Ameliorating transient noise bursts in gravitational-wave searches for intermediate-mass black holes
Melissa Lopez, Giada Caneva, Ana Martins, Stefano Schmidt, Jonno Schoppink, Wouter van Straalen, Collin Capano, Sarah Caudill
TL;DR
This work tackles the challenge of detecting intermediate-mass black hole mergers in gravitational-wave data by distinguishing genuine signals from glitches. It fuses a GstLAL-style time-domain matched-filtering pipeline with a multi-class multilayer perceptron (MLP) that operates on track-level feature vectors derived from triggers, enabling per-detector classification into astrophysical vs glitch categories. Key innovations include a fixed-length, weighted-average track representation, strategies to handle class imbalance with cross-validation, and enforcing time coincidence across detectors to boost significance.
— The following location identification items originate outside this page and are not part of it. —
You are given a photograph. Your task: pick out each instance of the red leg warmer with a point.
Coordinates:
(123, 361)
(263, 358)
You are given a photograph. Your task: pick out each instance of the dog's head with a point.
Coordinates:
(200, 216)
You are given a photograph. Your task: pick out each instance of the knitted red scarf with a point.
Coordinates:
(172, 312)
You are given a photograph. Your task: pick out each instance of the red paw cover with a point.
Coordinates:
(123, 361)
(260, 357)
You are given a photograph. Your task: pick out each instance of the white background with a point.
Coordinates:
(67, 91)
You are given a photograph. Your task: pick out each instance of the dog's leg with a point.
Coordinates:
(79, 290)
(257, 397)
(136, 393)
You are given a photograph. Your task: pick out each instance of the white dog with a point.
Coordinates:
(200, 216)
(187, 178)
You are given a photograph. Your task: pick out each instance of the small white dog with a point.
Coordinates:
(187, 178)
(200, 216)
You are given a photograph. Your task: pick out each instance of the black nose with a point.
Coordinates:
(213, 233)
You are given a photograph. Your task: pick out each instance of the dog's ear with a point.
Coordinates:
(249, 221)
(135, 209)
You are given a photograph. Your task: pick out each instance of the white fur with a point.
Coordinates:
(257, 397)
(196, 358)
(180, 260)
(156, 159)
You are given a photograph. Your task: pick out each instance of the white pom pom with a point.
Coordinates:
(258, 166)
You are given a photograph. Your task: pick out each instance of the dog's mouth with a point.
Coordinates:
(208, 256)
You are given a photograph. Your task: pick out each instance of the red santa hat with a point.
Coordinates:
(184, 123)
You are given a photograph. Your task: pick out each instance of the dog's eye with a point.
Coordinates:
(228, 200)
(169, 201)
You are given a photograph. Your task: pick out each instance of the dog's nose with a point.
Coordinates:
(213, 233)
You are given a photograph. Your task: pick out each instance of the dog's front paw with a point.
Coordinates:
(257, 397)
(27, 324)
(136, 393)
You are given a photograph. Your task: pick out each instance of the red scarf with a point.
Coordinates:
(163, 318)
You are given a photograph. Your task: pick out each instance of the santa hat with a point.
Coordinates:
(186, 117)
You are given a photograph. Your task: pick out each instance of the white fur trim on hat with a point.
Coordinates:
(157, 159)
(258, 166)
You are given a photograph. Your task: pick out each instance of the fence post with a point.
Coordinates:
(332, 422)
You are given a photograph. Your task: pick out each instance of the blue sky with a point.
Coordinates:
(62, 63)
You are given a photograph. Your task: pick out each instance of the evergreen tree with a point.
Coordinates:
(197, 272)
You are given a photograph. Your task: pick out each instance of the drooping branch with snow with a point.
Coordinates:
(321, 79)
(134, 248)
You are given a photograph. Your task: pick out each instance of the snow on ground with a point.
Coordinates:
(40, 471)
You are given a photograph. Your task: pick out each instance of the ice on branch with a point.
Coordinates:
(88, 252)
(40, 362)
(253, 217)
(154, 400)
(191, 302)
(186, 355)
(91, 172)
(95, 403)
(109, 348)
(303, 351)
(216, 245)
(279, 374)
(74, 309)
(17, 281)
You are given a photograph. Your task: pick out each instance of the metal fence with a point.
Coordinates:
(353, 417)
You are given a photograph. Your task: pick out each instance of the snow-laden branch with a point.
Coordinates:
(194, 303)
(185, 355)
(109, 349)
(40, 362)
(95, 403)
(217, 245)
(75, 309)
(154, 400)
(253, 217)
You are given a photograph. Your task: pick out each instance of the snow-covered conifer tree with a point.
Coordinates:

The study reports high accuracy on O3a data and demonstrates substantial generalization to O3b when using time-coincident tracks, along with a ML-informed statistic for significance (Pinj) that improves the false-alarm-rate performance, indicating a practical path toward more robust IMBH searches and potential extension to other compact binary signals.
Abstract
The direct observation of intermediate-mass black holes (IMBH) populations would not only strengthen the possible evolutionary link between stellar and supermassive black holes, but unveil the details of the pair-instability mechanism and elucidate their influence in galaxy formation. Conclusive observation of IMBHs remained elusive until the detection of gravitational-wave (GW) signal GW190521, which lies with high confidence in the mass gap predicted by the pair-instability mechanism. Despite falling in the sensitivity band of current GW detectors, IMBH searches are challenging due to their similarity to transient bursts of detector noise, known as glitches. In this proof-of-concept work, we combine a matched-filter algorithm with a Machine Learning (ML) method to differentiate IMBH signals from non-transient burst noise, known as glitches. In particular, we build a multi-layer perceptron network to perform a multi-class classification of the output triggers of matched-filter. In this way we are able to distinguish simulated GW IMBH signals from different classes of glitches that occurred during the third observing run (O3) {in single detector data}. {We train, validate, and test our model on O3a data, reaching a true positive rate of over $90\%$ for simulated IMBH signals. To test the generalization ability over the evolutionary observing run, we test on the useen data of O3b, which yields a true positive rate of over $70\%$} . We also combine data from multiple detectors to search for simulated IMBH signals in real detector noise, providing a significance measure for the output of our ML method.